In the In-Between
I sat on the cold window ledge and leaned my forehead against the glass, looking out at the hospital garden. Brown earth, dried and brittle, had replaced the green of months before. I looked up at a bleak sky. Bare-branched trees broke solemn clouds.
I dislike in-between spots, those adolescent-awkward, neither-here-nor-there, twilight zones of somewhere places.
If it’s going to be cold and gloomy, at least it could snow, I thought. The dismal atmosphere seeped into my bones, into my mind, and into my heart. I couldn’t seem to move, didn’t seem to care. January and February are like that for me. The blues of winter and an uncomfortable foreboding at the start of another year fills me with melancholy.
But that year was different. It followed on the heels of a terrifying nine-month roller coaster: Will my daughter live or will my daughter die?
I turned to where she sat, a huddled mass of flesh in a wheelchair, staring ahead, unable to move or speak, and I felt paralyzed myself. Like transparent paper, a new picture of my daughter transposed over the old, and in a stupor of malaise I dwelt between them, afraid to let go of the daughter I once had and hesitant to claim the one before me. Grieving my loss, I didn’t know how to move ahead through the dark tunnel called tomorrow.

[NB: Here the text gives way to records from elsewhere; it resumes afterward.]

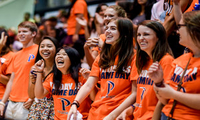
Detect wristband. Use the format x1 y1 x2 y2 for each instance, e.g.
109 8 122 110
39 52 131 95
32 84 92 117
155 80 164 87
71 100 80 108
0 101 6 106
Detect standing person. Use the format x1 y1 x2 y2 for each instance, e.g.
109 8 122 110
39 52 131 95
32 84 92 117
0 29 14 119
35 48 91 120
131 0 156 28
65 0 88 46
68 18 136 120
84 5 126 67
0 21 38 119
118 20 173 120
148 11 200 120
28 36 58 120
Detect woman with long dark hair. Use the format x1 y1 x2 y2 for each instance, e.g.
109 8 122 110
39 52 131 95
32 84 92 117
68 18 136 120
35 48 91 119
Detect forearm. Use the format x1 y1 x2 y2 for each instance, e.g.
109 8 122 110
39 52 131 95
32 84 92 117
152 101 164 120
28 80 35 99
110 93 136 118
35 73 46 99
84 46 94 67
2 73 15 103
75 77 98 103
0 74 10 85
173 2 182 25
172 91 200 110
84 25 90 40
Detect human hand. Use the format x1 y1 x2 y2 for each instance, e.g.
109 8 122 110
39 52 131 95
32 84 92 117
154 83 177 99
84 37 100 47
0 104 5 116
29 66 37 84
35 59 44 72
76 17 87 27
80 68 90 80
72 34 78 43
147 61 163 83
0 32 8 48
67 105 77 120
23 98 33 110
95 13 104 25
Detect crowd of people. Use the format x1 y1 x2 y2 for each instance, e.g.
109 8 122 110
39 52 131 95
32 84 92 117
0 0 200 120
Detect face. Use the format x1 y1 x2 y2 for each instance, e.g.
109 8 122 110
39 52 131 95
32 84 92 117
137 25 158 55
178 19 193 48
39 39 56 60
17 27 36 45
55 49 71 72
99 5 107 18
104 8 118 24
137 0 147 5
105 21 120 44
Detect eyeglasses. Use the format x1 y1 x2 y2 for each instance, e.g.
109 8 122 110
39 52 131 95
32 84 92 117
177 24 186 29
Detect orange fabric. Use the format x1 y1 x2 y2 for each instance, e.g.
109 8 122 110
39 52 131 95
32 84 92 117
132 54 173 120
0 52 14 99
43 73 91 120
185 0 199 12
10 44 38 102
163 53 200 120
67 0 88 35
88 56 134 120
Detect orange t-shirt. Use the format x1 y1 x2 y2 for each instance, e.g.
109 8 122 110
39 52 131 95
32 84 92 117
88 56 134 120
43 73 91 120
0 52 14 99
132 54 174 120
9 44 38 102
67 0 88 35
162 53 200 120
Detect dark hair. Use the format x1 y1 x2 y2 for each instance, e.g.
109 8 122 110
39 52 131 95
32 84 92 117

“Do what’s right today,” my husband had said that morning when I called to tell him I didn’t know how to go on. When I said I couldn’t do this anymore. And when, for the thousandth time in nine months, I really wondered if a person could die from crying.
I thought, I will not be here in a year. When February comes around again, I will not still be in this spot of unknown. Life will not remain on hold. Things will change for the better or for the worse, and with it, this deep grief.
I think the disciple Peter may have felt some of this after his world turned upside down.
“Follow me,” Christ invited, and Peter did.
Then it all seemed to take follow a most unexpected script. Peter denied Christ. His Lord was crucified. Then marvel of all miracles, Jesus rose from the dead, only to promise to leave again. Nothing was as Peter had imagined, as he’d expected. Everything had changed. The future he’d anticipated no longer existed. So he went fishing. That’s what you do if you’re a fisherman.
And the risen Christ met Peter on the shore.
“Do you love me?” he asked Peter not once, not twice, but three times. “Do you love me more than these?” he asked.* The question grieved Peter’s heart, stirring the hurt of his own failure and the uncertainty of where he found himself.
Jesus’s question echoed in my own heart. “How much?” I imagined him asking. “Will you love me when you can’t see me? When you can’t touch me? Do you love me enough to die for me?”
Soul anguish exists in the wait, in the in-between. But in that space, faith grows. It is where I learn to walk by the faith of one step at a time, of giving all and loving completely, and of doing the right thing today.
On the shore the risen Jesus said to Peter, “Follow me.”*
I pushed my daughter down the tiled, walled corridor of the hospital. In the bleak light of that day, I could still trust what I couldn’t see. I could let go of tenuousness and grasp certainty.
Glass hospital doors slid silently open. I rolled her out into the chill of a moist February day. I glanced around to make sure we were alone, and then looked up into the heavens.
“I will follow you today,” I said. My words faltered as I spoke with teary determination, but they lifted my burden and warmed my heart with a new sort of joy.
Years of Februarys have passed. My three granddaughters buzz like honey bees around the power-chair throne where my daughter now reigns. Twelve, nine, and seven, their chatter is full of exclamation marks, wide eyes, and expansive gestures. They talk about what a friend said, the new boy in school, and the latest movie they want to see. My daughter, delighted, throws her head back and laughs. Her glasses are askew, knocked about by a hug from her littlest.
Although disabled in body, my daughter remains strong in spirit. Step-by-step faith has borne us from then to now. It has paved a way through one medical crisis after another, from despair to hope and back again, a declaration that God owns even our in-between spaces.
*John 21:15; 19 NIV
Sylvia Schroeder and her husband care for missionaries world-wide with Avant Ministries. Captivated by God’s Word, Sylvia writes with the perspective of someone who has lived and raised four children overseas. Twelve grandchildren in her heart often wiggle onto her pages. She blogs at When the House is Quiet.
Photograph © Anh Phan, used with permission
Oh, how inspiring Sylvia. Those were long months and our hearts ached with you but I can only imagine the hurt and heartache for you and Phil. There’s growth in the valleys but not so much on the mountain tops. Charity’s life is such a challenge to all of us – she has been such a trooper – we love and pray for you all!
Loved this, Sylvia!
Thank you for sharing this, Sylvia. For the past week I, too, am experiencing the “in between”. I don’t know what changes will occur. Thank you for the reminder to “Do what’s right today.”